L'ordre nucléaire mondial est peut-être aussi fragile aujourd'hui que l'était le système financier mondial il y a quelques années. Toutefois, si le régime de non-prolifération s'écroule, il n'y aura pas de plan de sauvetage.

Notre premier ministre, son collègue américain et le président de la Russie ont franchi une étape importante qui fait gagner du terrain et suscite de l'espoir. Au nom de tous les Canadiens, le premier ministre a indiqué son engagement, en tant que président du G8 et coprésident du G20, avec nos amis coréens, à l'égard de l'élargissement du Programme de partenariat mondial pour la conversion des matières fissiles et des sites dangereux dans l'ancienne Union soviétique et ailleurs. Aujourd'hui, le Canada, le Mexique et les États-Unis ont conclu un accord historique avec l'Agence internationale de l'énergie atomique pour la conversion du combustible du réacteur de recherche du Mexique et pour la conversion du réacteur en soi.

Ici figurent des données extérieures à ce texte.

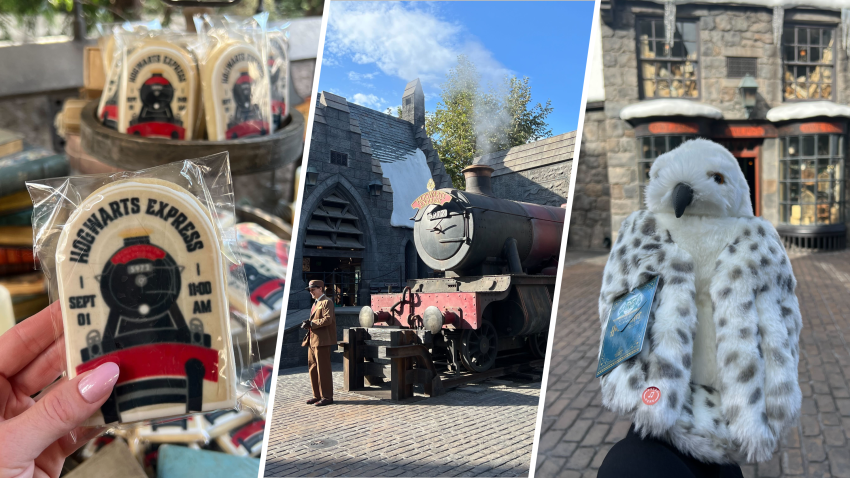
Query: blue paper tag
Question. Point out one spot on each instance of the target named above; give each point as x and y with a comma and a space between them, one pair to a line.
626, 327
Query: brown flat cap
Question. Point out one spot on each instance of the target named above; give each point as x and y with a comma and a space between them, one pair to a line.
316, 283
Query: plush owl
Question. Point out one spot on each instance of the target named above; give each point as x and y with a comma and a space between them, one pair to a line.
722, 338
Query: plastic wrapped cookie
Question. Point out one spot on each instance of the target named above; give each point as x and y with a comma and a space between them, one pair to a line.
141, 282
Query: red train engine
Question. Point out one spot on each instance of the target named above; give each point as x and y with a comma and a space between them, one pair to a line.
499, 258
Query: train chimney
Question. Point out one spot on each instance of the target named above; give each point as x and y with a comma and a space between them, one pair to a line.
477, 179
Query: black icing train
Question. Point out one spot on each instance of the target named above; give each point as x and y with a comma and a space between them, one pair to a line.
163, 359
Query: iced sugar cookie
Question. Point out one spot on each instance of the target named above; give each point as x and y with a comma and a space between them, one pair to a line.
141, 283
107, 108
236, 92
158, 92
246, 440
279, 76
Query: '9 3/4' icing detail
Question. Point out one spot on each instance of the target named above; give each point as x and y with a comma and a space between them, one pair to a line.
141, 283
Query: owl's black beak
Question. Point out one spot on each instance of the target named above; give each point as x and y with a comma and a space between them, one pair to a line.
682, 197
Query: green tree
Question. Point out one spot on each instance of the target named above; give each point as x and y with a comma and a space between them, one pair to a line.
469, 121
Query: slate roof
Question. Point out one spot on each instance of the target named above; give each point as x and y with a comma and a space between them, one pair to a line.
390, 138
532, 155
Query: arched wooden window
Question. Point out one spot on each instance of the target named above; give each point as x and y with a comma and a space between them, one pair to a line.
334, 225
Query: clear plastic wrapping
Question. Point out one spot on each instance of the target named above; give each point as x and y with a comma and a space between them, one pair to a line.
232, 55
279, 72
112, 42
138, 261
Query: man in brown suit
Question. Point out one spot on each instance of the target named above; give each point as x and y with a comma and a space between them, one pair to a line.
321, 336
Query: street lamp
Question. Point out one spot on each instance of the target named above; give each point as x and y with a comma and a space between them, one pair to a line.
748, 88
312, 176
375, 187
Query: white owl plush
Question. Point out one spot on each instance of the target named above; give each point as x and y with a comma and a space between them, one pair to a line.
722, 339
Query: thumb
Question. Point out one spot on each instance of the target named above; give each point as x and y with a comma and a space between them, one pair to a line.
59, 412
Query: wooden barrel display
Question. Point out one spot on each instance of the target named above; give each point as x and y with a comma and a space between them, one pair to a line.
247, 156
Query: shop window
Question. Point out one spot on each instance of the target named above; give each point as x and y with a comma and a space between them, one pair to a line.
334, 225
651, 148
811, 179
738, 67
668, 71
808, 62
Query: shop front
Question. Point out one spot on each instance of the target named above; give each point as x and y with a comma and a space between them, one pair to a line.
793, 167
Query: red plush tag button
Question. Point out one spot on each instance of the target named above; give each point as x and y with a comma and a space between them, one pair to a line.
651, 395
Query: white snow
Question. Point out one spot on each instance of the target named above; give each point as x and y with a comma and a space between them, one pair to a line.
808, 109
409, 180
669, 107
845, 28
825, 4
596, 82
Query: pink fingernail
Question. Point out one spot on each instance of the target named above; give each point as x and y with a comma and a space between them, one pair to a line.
99, 382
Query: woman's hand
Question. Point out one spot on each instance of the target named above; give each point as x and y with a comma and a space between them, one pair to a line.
37, 435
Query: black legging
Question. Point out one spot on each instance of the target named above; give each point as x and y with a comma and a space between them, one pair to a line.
634, 457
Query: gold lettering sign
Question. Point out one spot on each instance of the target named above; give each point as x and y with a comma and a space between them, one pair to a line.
431, 197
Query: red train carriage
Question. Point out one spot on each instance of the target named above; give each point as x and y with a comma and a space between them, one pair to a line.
499, 259
162, 359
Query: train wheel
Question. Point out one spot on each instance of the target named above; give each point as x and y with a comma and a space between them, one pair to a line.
537, 344
478, 348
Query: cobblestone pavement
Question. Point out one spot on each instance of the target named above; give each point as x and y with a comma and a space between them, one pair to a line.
481, 430
577, 432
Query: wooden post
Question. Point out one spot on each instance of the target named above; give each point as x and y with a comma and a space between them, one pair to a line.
401, 387
352, 372
357, 376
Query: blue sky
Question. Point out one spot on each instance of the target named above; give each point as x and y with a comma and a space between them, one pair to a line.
373, 49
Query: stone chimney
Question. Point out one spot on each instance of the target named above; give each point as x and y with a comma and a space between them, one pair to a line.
413, 104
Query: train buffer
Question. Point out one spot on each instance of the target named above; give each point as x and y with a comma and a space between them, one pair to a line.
388, 362
376, 355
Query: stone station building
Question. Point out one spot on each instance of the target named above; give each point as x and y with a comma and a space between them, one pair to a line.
769, 83
364, 170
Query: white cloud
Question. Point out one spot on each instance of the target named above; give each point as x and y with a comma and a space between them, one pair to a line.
404, 40
369, 101
354, 76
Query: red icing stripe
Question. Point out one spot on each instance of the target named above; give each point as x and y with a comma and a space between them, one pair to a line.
156, 360
267, 288
159, 80
138, 251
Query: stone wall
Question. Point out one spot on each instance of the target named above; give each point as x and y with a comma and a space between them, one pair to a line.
590, 221
724, 31
383, 261
548, 185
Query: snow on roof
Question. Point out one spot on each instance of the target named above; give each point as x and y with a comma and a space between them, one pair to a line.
409, 177
669, 107
826, 4
807, 109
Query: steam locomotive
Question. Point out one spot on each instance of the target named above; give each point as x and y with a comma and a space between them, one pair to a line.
499, 259
163, 359
156, 119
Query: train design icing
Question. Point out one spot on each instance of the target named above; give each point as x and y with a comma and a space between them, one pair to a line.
141, 285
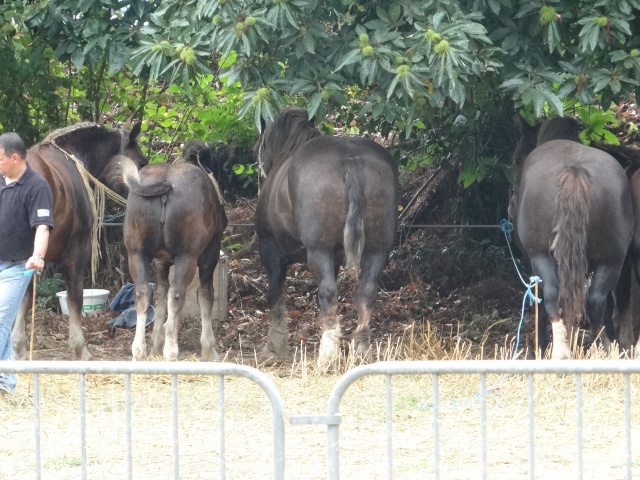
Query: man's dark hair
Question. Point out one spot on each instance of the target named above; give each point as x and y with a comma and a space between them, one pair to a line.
13, 143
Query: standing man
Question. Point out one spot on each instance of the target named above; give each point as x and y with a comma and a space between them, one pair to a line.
26, 215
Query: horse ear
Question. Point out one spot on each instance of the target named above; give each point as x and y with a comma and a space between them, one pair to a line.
228, 152
135, 131
127, 124
523, 125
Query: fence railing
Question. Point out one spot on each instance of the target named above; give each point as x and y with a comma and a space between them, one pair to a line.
174, 369
333, 417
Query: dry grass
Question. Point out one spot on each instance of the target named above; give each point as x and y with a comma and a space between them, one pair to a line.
305, 390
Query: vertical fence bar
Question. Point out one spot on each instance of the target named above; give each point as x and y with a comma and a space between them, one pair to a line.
389, 408
223, 468
532, 437
36, 413
83, 425
127, 414
483, 422
176, 456
579, 422
627, 421
436, 428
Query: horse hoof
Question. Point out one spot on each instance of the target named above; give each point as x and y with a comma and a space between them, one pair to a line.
85, 355
269, 356
212, 356
363, 355
561, 354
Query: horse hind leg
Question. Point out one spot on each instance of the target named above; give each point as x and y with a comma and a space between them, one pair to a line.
205, 302
139, 271
367, 291
160, 296
278, 334
75, 294
603, 282
321, 265
19, 336
183, 272
544, 268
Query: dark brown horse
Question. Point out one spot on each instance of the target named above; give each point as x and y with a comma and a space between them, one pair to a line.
574, 220
70, 243
326, 201
626, 292
174, 216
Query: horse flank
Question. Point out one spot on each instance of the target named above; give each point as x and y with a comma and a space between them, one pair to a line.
569, 240
159, 186
354, 224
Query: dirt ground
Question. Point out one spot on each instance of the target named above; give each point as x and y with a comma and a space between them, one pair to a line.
439, 299
483, 310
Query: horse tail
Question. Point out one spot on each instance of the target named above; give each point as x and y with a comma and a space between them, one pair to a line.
354, 225
149, 189
569, 244
117, 169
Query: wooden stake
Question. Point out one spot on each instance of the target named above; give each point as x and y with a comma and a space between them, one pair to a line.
33, 314
535, 292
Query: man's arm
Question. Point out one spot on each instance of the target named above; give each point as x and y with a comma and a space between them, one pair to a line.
36, 261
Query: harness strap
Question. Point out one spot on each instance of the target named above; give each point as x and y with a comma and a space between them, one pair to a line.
123, 141
97, 205
163, 209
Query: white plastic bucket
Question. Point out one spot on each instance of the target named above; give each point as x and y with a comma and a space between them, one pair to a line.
94, 300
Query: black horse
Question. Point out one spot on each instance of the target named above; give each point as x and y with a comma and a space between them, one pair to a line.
174, 216
574, 220
105, 153
326, 201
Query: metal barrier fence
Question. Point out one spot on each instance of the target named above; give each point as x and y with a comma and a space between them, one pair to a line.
174, 369
465, 367
333, 418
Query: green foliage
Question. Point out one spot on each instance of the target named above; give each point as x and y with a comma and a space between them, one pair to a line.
596, 121
214, 69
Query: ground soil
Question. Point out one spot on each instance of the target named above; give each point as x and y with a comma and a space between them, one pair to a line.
438, 276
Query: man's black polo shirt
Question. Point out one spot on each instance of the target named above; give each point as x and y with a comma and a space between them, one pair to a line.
24, 204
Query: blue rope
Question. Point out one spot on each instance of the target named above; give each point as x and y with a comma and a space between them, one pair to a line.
26, 273
507, 228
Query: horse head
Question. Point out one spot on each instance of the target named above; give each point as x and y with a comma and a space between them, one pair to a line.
200, 154
129, 145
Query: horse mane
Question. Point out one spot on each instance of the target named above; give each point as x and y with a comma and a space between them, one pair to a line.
290, 129
64, 131
627, 155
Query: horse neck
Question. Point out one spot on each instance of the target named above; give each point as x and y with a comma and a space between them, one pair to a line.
94, 154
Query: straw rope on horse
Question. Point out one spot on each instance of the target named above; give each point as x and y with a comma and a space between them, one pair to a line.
96, 197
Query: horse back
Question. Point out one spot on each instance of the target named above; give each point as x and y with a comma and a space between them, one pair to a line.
185, 220
306, 197
610, 214
72, 215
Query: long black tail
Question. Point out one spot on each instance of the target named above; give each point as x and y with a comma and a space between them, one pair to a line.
354, 225
569, 246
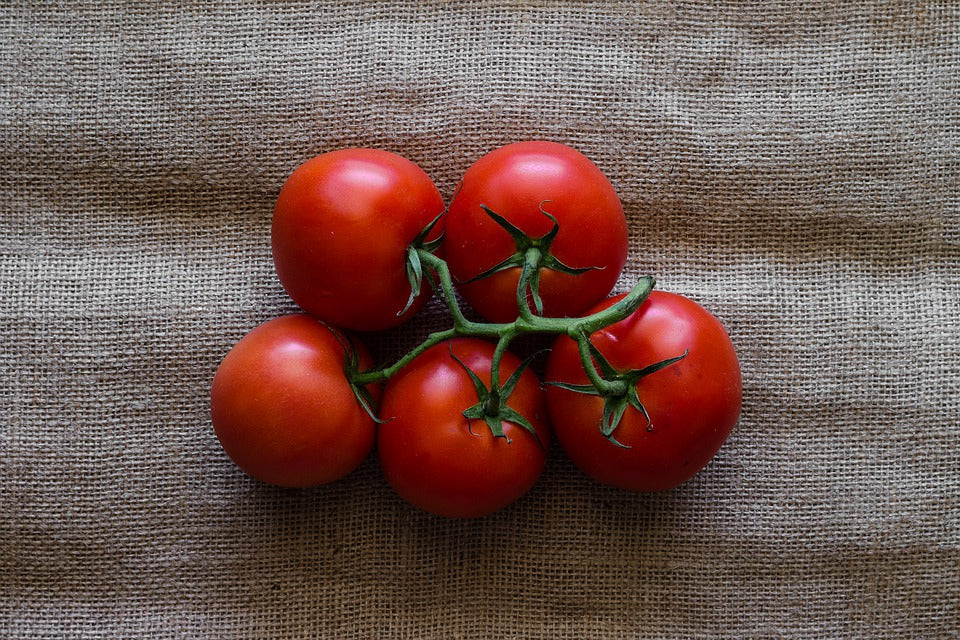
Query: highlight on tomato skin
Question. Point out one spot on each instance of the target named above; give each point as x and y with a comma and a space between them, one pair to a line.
283, 408
340, 231
523, 182
439, 461
693, 404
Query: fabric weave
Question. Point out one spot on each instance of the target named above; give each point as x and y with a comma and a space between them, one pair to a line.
791, 166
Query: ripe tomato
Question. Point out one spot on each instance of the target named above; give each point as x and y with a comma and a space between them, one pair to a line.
282, 406
341, 227
693, 404
515, 181
438, 460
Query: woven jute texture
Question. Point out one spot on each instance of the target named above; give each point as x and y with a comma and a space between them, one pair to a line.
792, 166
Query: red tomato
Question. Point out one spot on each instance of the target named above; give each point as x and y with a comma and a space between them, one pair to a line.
441, 462
693, 404
341, 227
282, 406
515, 181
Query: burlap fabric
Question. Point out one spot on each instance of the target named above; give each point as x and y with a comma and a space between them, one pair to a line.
793, 166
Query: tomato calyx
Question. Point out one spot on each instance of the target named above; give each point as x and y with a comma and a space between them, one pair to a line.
492, 405
414, 264
531, 255
617, 388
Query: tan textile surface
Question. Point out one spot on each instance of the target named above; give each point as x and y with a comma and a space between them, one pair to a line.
793, 166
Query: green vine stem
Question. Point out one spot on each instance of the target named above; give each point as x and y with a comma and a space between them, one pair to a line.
527, 322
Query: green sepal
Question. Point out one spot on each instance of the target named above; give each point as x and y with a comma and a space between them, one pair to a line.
615, 404
524, 243
486, 397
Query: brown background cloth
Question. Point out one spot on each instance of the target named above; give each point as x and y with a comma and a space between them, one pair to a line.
792, 166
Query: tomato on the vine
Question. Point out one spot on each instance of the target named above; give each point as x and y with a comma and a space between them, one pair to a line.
523, 182
442, 462
283, 408
692, 404
341, 227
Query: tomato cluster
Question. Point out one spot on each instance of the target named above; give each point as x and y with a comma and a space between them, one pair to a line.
641, 389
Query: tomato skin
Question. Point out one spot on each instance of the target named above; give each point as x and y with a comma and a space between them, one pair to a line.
437, 460
283, 409
340, 231
693, 404
514, 181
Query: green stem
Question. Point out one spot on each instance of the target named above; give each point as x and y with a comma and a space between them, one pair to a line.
504, 333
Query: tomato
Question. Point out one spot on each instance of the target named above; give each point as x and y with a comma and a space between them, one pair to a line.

Honorables sénateurs, je crois que nous pouvons nous réjouir de la suite des choses. J'espère que nous pourrons adopter sans réfléchir plus longuement la motion dont nous sommes saisis, qui est empreinte de bon sens et porteuse d'espoir.

Le sénateur Dallaire : Le sénateur accepterait-il de répondre à une question?

Le sénateur Segal : Je serai honoré de répondre à cette question.

Le sénateur Dallaire : Je vous remercie d'avoir parlé de la motion. Cela nous donne l'occasion de la réfuter et d'en débattre.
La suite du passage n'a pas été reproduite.